Abstract

Despite the use of several alternative estimation model specifications, no relationship was found between state economic performance and U.S. senatorial votes. On the other hand, a significantly positive relation was found between election year national real per capita income growth and the vote share of candidates of the incumbent president's party. Both of these results are broadly consistent with earlier findings for other state level elections. Upon further examination we find this effect to be operative only in the negative sense that the presidential party's senatorial vote share declines when economic performance is poor, but is not positively associated with above average economic performance. Further, the vote share of incumbent candidates, independent of party affiliation, is found to be lower in slow growth pre-election years than in years of above average growth.

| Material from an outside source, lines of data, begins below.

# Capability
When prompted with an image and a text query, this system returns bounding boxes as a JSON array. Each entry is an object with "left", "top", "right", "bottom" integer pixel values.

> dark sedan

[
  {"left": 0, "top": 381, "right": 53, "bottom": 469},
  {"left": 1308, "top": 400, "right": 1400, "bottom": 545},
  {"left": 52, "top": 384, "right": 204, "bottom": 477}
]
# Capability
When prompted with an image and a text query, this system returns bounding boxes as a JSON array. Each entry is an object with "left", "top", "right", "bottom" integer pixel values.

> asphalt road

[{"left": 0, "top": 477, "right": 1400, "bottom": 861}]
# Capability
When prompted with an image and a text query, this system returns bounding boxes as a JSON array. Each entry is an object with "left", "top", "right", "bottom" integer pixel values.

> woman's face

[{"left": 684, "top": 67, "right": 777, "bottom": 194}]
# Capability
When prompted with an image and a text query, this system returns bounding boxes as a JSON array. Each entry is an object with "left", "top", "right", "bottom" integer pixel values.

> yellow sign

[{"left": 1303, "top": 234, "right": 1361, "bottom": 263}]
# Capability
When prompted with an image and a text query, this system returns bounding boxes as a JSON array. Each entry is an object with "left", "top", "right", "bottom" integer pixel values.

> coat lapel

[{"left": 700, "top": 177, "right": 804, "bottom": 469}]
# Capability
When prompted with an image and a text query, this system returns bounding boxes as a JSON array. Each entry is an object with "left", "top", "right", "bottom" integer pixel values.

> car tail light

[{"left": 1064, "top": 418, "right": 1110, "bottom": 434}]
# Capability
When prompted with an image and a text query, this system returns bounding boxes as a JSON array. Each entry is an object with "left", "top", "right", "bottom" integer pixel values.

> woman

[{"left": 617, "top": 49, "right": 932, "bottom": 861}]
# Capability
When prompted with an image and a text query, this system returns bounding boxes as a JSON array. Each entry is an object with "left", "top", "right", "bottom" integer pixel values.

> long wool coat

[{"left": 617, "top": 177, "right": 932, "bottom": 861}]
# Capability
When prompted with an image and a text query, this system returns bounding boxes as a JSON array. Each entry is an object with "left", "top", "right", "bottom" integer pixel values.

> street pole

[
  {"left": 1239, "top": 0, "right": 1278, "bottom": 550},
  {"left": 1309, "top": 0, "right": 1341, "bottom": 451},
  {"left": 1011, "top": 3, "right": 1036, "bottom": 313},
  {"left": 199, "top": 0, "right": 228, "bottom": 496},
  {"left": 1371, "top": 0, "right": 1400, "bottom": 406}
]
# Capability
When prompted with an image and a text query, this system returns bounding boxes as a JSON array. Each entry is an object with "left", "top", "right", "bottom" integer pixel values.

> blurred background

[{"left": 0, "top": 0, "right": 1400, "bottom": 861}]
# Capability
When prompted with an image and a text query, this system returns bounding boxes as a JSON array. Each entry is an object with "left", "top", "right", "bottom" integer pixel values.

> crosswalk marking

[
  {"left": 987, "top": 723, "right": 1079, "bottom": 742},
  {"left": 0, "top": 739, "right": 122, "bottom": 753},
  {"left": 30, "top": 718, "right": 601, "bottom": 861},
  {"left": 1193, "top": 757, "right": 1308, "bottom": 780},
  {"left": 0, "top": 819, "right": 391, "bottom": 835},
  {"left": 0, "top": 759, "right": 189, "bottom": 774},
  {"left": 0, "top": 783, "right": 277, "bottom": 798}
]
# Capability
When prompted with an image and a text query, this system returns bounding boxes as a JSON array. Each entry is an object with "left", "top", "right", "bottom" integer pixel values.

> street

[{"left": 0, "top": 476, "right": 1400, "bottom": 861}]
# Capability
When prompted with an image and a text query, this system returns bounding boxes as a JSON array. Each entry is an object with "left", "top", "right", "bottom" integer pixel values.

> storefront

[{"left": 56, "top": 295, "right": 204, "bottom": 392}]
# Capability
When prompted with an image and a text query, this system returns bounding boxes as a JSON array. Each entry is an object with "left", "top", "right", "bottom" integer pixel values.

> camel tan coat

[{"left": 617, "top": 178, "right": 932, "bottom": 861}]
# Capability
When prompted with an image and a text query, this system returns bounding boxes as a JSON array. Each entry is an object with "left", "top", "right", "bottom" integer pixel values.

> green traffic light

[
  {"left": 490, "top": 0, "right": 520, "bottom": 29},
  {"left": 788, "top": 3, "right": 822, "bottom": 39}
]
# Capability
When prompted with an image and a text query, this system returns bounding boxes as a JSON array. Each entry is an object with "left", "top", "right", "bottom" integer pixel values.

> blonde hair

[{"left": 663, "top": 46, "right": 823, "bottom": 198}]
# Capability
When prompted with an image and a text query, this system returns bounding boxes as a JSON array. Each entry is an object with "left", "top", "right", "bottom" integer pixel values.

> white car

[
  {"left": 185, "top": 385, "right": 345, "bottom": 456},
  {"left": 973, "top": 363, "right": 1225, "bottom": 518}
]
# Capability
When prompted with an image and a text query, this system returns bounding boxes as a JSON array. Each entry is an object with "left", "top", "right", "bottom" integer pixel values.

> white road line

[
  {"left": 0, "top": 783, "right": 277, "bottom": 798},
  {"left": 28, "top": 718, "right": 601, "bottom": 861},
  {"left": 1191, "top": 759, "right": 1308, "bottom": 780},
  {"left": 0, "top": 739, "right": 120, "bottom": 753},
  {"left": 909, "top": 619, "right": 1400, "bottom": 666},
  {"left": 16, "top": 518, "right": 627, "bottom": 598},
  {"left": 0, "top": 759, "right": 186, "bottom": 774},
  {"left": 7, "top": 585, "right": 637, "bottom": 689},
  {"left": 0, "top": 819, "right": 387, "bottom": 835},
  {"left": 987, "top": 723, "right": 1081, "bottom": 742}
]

The estimate of the difference is such as to suggest a large and direct impact of national economic performance on votes for incumbent candidates themselves, independent of effects acting through party affiliation. Such an effect, despite its intuitive plausibility, has been sought (and found) in one previous study — Adams and Kenny. Since the high growth and the low growth sample means differ by about three percent, the 4 to 6 percent difference in vote plurality associated with incumbent candidacy in good versus poor performance periods translates into about the same impact as that operating through presidential party affiliation. Taking these effects together one may surmise than an incumbent senator of the president's party may rightly fear a pre-election recession.